The Provider Paralysis

If payers are accelerating, providers are stuck in the mud. According to the survey, 33% of providers have not started implementing the prior authorization API. Even more alarming, 67% were completely “unsure” of their implementation progress and the total cost of deployment. In fact, no provider respondents registered any implementation progress in this latest round of the survey.

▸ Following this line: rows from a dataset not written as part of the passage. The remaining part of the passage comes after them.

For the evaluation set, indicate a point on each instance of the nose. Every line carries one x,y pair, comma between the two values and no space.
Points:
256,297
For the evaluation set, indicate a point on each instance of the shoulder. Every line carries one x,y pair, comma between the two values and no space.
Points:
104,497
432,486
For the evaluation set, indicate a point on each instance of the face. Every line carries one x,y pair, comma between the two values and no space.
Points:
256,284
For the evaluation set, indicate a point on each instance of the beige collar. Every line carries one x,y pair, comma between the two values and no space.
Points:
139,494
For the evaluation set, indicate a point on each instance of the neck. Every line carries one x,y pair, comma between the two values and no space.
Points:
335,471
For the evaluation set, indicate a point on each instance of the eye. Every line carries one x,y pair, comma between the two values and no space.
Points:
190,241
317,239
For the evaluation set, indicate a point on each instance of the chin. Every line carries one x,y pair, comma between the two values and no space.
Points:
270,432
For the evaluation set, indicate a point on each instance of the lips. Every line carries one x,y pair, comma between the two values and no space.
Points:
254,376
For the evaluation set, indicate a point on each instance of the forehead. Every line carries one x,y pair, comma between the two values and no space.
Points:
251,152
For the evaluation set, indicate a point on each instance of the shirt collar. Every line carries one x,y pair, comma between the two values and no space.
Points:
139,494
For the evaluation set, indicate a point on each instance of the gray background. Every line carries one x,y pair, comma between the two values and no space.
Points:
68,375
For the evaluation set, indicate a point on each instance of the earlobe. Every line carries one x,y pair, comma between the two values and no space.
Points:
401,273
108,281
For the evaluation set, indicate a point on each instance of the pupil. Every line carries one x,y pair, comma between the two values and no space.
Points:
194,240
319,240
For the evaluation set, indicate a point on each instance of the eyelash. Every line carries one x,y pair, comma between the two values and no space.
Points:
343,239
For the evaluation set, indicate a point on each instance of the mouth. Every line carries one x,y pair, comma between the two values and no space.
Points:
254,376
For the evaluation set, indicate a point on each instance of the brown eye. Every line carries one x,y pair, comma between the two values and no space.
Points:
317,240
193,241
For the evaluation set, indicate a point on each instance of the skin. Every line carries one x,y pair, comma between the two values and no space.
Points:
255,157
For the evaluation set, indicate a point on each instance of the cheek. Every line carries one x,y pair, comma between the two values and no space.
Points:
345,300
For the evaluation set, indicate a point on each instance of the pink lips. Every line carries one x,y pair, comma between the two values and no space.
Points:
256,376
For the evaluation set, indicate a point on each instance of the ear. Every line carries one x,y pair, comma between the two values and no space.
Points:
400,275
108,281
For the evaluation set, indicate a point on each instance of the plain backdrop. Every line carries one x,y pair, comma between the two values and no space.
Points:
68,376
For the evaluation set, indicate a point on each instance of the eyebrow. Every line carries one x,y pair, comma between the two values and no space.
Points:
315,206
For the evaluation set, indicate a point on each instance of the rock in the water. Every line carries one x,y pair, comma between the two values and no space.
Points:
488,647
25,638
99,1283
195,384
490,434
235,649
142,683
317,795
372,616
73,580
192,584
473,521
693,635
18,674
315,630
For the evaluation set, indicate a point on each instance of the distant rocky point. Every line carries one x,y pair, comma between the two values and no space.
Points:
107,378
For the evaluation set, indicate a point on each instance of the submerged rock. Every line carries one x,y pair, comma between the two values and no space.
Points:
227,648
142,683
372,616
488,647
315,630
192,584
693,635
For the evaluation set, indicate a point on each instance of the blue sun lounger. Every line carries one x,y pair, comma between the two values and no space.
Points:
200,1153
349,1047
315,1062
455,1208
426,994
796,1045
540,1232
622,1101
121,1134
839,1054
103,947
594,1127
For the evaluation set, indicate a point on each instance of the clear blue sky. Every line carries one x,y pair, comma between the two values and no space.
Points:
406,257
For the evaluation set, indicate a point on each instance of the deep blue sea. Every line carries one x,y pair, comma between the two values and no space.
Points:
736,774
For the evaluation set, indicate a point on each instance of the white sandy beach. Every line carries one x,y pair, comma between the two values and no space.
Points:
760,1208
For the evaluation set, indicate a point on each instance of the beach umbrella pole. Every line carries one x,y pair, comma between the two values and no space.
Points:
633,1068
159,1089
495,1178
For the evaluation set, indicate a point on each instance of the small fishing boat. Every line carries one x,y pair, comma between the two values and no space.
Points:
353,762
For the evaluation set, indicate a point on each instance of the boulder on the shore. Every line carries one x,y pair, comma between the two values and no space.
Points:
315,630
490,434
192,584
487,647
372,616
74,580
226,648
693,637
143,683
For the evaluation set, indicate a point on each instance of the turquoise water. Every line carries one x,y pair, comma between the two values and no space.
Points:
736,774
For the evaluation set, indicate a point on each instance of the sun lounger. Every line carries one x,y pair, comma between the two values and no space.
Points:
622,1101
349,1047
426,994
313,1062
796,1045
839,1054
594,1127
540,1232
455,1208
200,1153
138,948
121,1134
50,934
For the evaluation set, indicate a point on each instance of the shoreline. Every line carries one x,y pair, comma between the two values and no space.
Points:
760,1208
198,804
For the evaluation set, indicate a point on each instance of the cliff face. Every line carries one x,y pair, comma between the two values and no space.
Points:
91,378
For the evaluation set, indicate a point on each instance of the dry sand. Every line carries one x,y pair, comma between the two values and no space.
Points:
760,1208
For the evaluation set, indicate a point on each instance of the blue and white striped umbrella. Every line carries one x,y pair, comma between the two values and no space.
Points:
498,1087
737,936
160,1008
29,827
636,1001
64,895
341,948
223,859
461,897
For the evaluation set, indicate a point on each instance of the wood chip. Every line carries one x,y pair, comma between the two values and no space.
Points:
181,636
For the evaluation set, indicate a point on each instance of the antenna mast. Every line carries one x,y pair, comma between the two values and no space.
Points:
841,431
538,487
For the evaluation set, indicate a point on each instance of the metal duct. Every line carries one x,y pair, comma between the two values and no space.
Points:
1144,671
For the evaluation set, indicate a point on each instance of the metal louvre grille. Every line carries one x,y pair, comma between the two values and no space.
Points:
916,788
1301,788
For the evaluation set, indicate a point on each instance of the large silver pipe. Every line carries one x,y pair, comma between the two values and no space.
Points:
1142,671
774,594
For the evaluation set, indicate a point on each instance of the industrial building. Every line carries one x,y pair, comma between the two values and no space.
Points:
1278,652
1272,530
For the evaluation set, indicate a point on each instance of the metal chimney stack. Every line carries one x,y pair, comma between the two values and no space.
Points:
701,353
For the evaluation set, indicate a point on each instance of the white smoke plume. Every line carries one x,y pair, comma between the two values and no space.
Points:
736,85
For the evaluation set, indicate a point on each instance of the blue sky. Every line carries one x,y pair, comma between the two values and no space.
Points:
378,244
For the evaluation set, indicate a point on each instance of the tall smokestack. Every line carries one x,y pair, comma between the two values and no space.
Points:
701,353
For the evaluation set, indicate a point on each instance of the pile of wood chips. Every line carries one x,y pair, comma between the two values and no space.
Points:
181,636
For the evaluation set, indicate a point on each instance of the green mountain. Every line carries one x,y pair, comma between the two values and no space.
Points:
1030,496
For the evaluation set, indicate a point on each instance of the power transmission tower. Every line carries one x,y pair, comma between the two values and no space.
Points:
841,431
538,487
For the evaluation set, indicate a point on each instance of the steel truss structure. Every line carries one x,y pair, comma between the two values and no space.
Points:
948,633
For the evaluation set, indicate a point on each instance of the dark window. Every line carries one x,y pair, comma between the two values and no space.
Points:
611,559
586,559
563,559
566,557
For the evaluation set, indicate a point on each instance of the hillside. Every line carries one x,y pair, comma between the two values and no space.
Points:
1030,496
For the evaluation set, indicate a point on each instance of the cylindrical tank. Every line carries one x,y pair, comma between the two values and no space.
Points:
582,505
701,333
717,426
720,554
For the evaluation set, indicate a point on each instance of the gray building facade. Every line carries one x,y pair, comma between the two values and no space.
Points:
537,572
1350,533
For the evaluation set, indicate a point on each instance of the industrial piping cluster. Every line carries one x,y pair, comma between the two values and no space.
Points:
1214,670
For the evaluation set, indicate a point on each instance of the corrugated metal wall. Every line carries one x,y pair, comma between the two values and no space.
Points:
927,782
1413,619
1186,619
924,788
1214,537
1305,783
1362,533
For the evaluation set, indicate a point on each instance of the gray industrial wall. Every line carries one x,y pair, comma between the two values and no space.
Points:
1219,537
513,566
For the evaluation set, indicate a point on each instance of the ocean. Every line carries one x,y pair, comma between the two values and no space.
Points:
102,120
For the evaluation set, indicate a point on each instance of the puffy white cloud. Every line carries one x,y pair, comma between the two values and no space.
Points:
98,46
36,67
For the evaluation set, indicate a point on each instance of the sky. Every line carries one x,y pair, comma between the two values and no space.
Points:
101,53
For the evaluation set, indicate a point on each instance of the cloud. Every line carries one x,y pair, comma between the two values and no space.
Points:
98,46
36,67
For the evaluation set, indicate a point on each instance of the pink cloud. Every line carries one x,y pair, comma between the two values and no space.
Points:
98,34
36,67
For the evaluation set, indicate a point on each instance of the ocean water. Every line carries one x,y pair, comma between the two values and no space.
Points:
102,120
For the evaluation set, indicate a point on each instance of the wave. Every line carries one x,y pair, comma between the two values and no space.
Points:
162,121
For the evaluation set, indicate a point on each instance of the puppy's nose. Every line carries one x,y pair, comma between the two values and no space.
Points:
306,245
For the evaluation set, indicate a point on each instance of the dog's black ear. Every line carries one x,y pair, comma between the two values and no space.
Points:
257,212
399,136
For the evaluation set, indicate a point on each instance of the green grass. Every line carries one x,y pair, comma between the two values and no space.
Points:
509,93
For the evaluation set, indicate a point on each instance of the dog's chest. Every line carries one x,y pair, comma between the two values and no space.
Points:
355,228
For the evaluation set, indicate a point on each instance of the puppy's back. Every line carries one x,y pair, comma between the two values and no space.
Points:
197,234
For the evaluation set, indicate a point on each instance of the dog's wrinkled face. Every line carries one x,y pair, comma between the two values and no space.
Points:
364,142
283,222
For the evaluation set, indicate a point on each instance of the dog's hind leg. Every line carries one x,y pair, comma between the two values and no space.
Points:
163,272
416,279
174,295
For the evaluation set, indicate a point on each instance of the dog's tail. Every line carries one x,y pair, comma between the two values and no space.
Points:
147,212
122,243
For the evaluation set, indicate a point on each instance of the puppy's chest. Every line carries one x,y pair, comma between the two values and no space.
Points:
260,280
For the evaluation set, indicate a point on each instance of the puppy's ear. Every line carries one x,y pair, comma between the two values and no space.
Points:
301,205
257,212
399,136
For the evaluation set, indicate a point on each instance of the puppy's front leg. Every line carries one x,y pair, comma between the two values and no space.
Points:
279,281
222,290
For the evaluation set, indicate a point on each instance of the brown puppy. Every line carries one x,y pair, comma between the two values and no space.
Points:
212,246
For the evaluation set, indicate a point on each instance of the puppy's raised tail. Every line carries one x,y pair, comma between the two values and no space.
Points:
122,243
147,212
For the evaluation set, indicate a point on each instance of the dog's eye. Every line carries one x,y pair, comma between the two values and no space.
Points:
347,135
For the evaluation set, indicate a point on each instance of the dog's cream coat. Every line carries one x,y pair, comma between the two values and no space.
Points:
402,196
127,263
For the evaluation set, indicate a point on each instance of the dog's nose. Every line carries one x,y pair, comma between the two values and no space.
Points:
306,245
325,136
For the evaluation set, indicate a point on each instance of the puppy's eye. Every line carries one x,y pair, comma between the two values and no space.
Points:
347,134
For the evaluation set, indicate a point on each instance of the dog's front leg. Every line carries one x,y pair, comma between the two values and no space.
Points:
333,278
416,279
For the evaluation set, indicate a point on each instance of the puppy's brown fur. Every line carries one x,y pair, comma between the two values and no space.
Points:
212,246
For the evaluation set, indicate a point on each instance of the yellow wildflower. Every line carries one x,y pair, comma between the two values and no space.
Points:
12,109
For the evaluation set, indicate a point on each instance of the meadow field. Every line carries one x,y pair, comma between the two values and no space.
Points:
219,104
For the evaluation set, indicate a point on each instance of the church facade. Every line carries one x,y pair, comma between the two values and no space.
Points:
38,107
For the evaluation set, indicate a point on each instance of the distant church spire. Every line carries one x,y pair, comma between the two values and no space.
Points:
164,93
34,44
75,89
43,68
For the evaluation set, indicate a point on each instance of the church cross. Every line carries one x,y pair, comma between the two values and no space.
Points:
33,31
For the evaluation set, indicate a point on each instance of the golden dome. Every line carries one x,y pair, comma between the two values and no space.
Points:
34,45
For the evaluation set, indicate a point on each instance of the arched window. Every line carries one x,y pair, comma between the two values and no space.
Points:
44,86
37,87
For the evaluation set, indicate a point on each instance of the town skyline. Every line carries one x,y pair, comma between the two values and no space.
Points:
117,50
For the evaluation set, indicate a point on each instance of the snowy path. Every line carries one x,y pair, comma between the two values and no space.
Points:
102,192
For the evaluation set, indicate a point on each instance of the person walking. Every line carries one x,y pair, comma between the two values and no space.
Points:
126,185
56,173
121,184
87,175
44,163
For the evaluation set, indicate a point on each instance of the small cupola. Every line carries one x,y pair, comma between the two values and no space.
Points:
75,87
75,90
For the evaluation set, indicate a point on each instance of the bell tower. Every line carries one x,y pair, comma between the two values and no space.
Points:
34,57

This operational gridlock is actively eroding clinical confidence. In October 2025, 69% of providers believed they would meet the January 2027 deadline. Today, that number has fallen to 47%.

Why the stall? The survey highlights a massive resource and expertise gap. Providers listed “sufficient internal expertise” as their absolute top implementation challenge, followed closely by the logistical complexities of coordinating testing with vendors and health plans, and navigating a confusing web of networks (TEFCA, QHINs, HIEs).The WEDI survey proves that CMS-0057-F is not just a software update; it is a fundamental rewiring of healthcare’s financial and administrative nervous system. If providers do not have the internal IT expertise to implement these APIs, the burden will fall heavily on their EHR vendors and third-party clearinghouses to build out-of-the-box, turnkey compliance tools.